If the solution is providing relief, the seemingly remote prospect of criminal penalties is just not an effective deterrent. Telling people to just “say no” – language Attorney General Jeff Sessions invoked on the day President Trump issued his declaration – ignores their real and pressing problems.
So how did Americans get so bad at choosing healthy solutions to life’s problems? And, how did our government get so bad at choosing solutions to the problem of drug abuse in our communities?
Though drug dependence is an extreme solution, it’s an outgrowth of an attitude common to all of us. For most issues we face, we expect to find a quick and easy patch. That’s the key message we get from ads for all sorts of products.
And in fact, the United States is one of only two developed nations (New Zealand is the other), that permits direct-to-consumer marketing of prescription drugs like opioids.

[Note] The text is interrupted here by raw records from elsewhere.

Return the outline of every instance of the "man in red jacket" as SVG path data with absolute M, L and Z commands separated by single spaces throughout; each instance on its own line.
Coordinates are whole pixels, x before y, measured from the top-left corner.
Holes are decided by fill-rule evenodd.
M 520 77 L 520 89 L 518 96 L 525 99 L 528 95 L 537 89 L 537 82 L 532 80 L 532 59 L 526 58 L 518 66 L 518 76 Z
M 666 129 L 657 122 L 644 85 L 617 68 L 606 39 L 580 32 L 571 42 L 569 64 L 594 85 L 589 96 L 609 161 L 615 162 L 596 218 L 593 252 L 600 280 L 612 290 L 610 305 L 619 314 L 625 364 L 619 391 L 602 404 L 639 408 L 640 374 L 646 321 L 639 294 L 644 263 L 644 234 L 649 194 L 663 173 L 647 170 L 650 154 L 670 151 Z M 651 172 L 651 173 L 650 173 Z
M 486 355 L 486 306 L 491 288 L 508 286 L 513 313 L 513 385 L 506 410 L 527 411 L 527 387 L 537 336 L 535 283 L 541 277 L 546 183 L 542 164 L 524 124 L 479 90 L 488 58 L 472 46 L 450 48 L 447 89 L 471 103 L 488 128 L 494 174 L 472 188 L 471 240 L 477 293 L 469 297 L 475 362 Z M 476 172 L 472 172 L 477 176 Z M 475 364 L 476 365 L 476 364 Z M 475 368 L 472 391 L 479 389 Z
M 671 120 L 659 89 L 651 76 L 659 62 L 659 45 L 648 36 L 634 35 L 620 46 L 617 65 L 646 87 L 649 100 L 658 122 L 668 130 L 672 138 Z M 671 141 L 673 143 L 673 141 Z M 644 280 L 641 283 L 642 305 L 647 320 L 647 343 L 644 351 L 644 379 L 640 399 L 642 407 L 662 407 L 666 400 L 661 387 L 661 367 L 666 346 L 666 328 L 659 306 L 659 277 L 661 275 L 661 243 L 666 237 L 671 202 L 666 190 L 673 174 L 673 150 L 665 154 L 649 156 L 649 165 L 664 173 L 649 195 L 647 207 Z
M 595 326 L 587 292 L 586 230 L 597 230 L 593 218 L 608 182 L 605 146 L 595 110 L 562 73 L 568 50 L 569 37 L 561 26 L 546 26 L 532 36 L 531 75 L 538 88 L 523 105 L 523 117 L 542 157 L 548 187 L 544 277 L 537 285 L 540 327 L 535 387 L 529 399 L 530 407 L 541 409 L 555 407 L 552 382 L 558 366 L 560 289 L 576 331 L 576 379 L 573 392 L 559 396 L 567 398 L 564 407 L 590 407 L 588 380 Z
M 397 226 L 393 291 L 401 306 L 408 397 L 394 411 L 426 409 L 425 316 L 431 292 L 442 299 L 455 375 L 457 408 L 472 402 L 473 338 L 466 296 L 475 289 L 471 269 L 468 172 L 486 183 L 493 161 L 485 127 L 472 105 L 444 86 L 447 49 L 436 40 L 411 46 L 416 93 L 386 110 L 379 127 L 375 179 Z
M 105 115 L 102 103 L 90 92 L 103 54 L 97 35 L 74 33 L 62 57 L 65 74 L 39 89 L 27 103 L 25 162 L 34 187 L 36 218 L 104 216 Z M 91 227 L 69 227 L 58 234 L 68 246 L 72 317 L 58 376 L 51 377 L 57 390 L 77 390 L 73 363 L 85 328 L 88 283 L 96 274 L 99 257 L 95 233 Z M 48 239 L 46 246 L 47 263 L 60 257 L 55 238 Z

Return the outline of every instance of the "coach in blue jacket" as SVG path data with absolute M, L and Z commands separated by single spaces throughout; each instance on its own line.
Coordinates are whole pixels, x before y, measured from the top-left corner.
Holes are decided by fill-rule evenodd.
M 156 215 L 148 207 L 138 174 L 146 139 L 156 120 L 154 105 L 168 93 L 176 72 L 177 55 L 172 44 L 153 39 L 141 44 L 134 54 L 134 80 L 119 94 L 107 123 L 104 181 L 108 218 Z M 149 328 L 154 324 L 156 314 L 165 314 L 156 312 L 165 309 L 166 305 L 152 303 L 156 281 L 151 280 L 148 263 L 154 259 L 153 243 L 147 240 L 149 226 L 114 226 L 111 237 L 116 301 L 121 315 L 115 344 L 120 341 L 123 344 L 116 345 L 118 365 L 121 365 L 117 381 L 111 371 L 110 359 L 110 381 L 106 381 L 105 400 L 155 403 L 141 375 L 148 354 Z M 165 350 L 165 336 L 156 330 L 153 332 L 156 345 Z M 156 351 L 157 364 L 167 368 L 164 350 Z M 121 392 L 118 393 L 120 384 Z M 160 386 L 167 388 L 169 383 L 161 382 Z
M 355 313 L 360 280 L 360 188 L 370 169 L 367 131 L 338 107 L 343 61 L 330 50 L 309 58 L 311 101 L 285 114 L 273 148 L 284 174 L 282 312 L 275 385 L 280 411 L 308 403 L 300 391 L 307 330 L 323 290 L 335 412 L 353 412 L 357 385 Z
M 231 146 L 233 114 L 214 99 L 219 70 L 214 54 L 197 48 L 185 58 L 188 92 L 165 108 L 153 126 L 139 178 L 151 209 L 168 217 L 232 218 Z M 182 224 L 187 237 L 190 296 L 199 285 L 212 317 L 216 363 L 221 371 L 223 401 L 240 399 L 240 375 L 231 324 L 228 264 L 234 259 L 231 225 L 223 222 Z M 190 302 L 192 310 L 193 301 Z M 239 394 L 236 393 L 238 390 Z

Our core institutions also seem to be created for and fueled by failing government solutions. Prisons are a prime example. When someone commits a crime –very often related to a drug addiction –we incarcerate him or her.
The experience of being in prison often leaves more individuals than ever plagued by fear, guilt, shame, anger and disconnection.
It’s only logical that people whose internal problems have worsened will quickly turn to more doomed solutions. The evidence bears this out. Two-thirds of released prisoners will be arrested again within three years, cycling back into an ineffective and expensive system.
Yet, we still manage to be surprised that spending years locked in a small cell does not transform people with drug addictions into model citizens. We still manage to think that people with a drug addiction are basically different – defined by their poorly chosen solution, instead of their basic human dignity.
We remain addicted to drug enforcement and criminal justice policies that we cannot afford and that do not deliver on their promise of relief.
Declaring opioid addiction to be a public health emergency is an important step in the right direction, especially if it draws public attention and funds toward a crisis that is harming large numbers of Americans, their families and their communities. But, as the last 45 years of the War on Drugs testify, there is no quick fix for addiction.
We must go much deeper in our search for healing. Real solutions will be based on the dignity and potential of each man or woman caught in substance abuse, recognizing their worth and potential for change.
We must demand lasting change instead of easy answers. And we must relentlessly pursue public policy solutions for the underlying problems – including restorative criminal justice reform, drug courts, drug treatment, and mental health care – that heal our neighbors instead of causing more harm, before it’s too late.